Code marketplaces, like Binpress, Apptopia, Chupamobile and CodeCanyon, are offering game templates for a few hundred pounds.
These templates provide the program code required for a basic game, which buyers then flesh out by adding their own graphics, music and overall theme to make an app which is ready to be sold.
'Swipe to slice'
These types of games are usually offered as free apps, generating money through advertising included in the game. Even the code to display the ads, which are provided by online advertising networks, is included in the game template, so the buyer needs only add an account number with each network to start earning money.
"What you are buying with a template is a simple game mechanic - something like pressing on the screen to shoot something, or swiping the screen to slice," says Jonathan Kay, one of the founders of US-based code marketplace Apptopia. "That forms the basis of your app."
Buyers of a "swipe to slice" template could then create a fruit-slicing game similar to the popular Fruit Ninja app, or something with a different theme, like slicing the heads off leaping zombies, he says.
"If you have some design skills, then the only programming experience you need is knowing how to drop the graphics you create into the code."
"There are definitely still opportunities for independent developers in the mobile market because the barriers to entry are much lower," says Richard Wilson, chief executive of Tiga, the UK games industry association.
"People are not prevented from developing their own mobile games in the way that they are prevented from developing for games consoles," he adds.
'Tap to flap'
Games for Sony's PlayStation and Microsoft's Xbox consoles can cost tens of millions of pounds to make and involve teams of 300 or more developers.
Templates enable entrepreneurs to create "copycat apps" that cash in on the latest app trends. Currently there is a plethora of Flappy Bird-like templates with names like Flappy Penguin, Flappy Crocodile and Flappy Fish, all explicitly offering similar "tap to flap" mechanics.
Since so many games are similar, good graphic design can make all the difference between success and failure, Kay believes.
"There is definitely a correlation between good design and how long people use an app - 40% to 50% of apps get deleted within 45 seconds of being downloaded," he says. "But good design buys your app extra time when it can earn advertising revenue."
Another key to an app's success, Mr Kay believes, is the ease with which it can be found in online app stores.
"App store optimisation - choosing the right game title, keywords and so on - is incredibly important," he says.
Translating these keywords into other languages is also crucial, he adds.
"If someone in Korea feels like shooting some flying pigs and you have a shooting flying pigs app but haven't translated your keywords into Korean then they are simply not going to find it."
Game economics
There's a more fundamental reason why so many apps are derivatives of each other: the short shelf-life of most mobile games makes it hard to create original games profitably, according to Jaime Enriquez, founder of games company, Inode Entertainment.
"When I started I developed a bunch of games from scratch, and that cost me about $10,000 per game.

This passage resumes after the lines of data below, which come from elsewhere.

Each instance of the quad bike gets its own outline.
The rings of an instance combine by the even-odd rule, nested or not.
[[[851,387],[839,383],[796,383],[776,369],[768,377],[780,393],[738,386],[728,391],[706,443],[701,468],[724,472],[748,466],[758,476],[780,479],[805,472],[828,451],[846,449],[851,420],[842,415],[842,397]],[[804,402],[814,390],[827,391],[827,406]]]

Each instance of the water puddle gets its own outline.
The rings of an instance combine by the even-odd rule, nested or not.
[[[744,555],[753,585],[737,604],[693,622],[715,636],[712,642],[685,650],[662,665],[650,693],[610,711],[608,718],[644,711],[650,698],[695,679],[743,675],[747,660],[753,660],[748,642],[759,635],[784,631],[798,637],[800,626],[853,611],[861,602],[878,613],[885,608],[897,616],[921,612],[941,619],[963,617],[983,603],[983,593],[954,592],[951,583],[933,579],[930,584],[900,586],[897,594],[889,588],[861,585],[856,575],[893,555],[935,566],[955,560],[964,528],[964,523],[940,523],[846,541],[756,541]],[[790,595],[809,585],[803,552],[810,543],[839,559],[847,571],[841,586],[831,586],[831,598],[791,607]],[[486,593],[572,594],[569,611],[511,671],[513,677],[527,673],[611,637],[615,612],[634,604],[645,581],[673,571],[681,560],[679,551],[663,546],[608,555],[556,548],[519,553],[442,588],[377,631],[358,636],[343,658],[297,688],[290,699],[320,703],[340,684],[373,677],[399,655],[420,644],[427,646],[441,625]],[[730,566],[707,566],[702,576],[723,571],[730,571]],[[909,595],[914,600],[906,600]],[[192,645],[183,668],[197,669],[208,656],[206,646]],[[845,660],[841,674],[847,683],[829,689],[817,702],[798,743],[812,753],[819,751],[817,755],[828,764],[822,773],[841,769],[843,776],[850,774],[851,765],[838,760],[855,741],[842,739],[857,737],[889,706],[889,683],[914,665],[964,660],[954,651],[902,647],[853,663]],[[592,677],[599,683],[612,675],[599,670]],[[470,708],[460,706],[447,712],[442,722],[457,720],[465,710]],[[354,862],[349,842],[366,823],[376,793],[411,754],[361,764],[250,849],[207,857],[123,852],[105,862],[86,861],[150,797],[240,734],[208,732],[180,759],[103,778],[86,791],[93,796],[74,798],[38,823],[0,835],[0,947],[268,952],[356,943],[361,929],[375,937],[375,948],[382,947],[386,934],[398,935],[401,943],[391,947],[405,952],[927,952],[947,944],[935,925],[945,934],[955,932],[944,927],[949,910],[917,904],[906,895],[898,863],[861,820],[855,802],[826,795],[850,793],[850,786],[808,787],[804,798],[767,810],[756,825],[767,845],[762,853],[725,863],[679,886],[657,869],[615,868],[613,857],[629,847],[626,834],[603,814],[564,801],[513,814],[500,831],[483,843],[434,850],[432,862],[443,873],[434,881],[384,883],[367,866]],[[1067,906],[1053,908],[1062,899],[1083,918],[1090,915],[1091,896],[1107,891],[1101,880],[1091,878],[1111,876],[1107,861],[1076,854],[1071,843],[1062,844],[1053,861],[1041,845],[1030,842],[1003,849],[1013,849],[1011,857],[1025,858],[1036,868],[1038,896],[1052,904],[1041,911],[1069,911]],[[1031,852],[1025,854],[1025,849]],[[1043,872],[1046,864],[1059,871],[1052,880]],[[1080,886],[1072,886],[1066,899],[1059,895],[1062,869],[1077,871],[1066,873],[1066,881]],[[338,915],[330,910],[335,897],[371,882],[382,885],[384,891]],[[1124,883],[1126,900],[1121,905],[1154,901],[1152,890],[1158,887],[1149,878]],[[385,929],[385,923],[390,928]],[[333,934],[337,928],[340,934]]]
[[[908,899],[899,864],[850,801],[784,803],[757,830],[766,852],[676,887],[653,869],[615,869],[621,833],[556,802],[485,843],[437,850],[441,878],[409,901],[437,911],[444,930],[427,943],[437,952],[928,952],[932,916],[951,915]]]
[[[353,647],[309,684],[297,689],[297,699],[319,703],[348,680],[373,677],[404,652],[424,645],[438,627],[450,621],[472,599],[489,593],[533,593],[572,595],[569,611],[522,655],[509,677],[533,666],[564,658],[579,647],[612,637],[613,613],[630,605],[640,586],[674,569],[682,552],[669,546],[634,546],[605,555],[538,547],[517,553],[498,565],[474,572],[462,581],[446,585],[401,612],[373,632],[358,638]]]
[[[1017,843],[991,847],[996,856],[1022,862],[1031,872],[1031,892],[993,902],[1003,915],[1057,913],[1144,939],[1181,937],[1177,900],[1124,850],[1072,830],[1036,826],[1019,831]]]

But the economics just didn't work," he says.
"Now I buy a game template for $500, change the theme and maybe add a feature or two, and end up with a game that could generate $10,000."
As well as enabling Mr Enriquez to create games at a far lower cost, templates allow him to get them to market quickly, often in a matter of days - important when popular themes can change by the week.
And with Google and Apple app stores both taking 30% of revenues, high download volumes are essential if indie mobile developers are to make money.
"If you understand the trends, that's probably 80% of what you need to succeed," he argues. "The other 20% is buying the right template."
So what's trending right now in the mobile app world?
Mr Enriquez says that apart from Flappy Bird clones, popular themes include winter sports, pixel art and cute-looking animal characters.
"If you bought the right template and produced a game with a cute, ski-ing flappy kitten with 1980s-style graphics, it would probably do rather well," he concludes.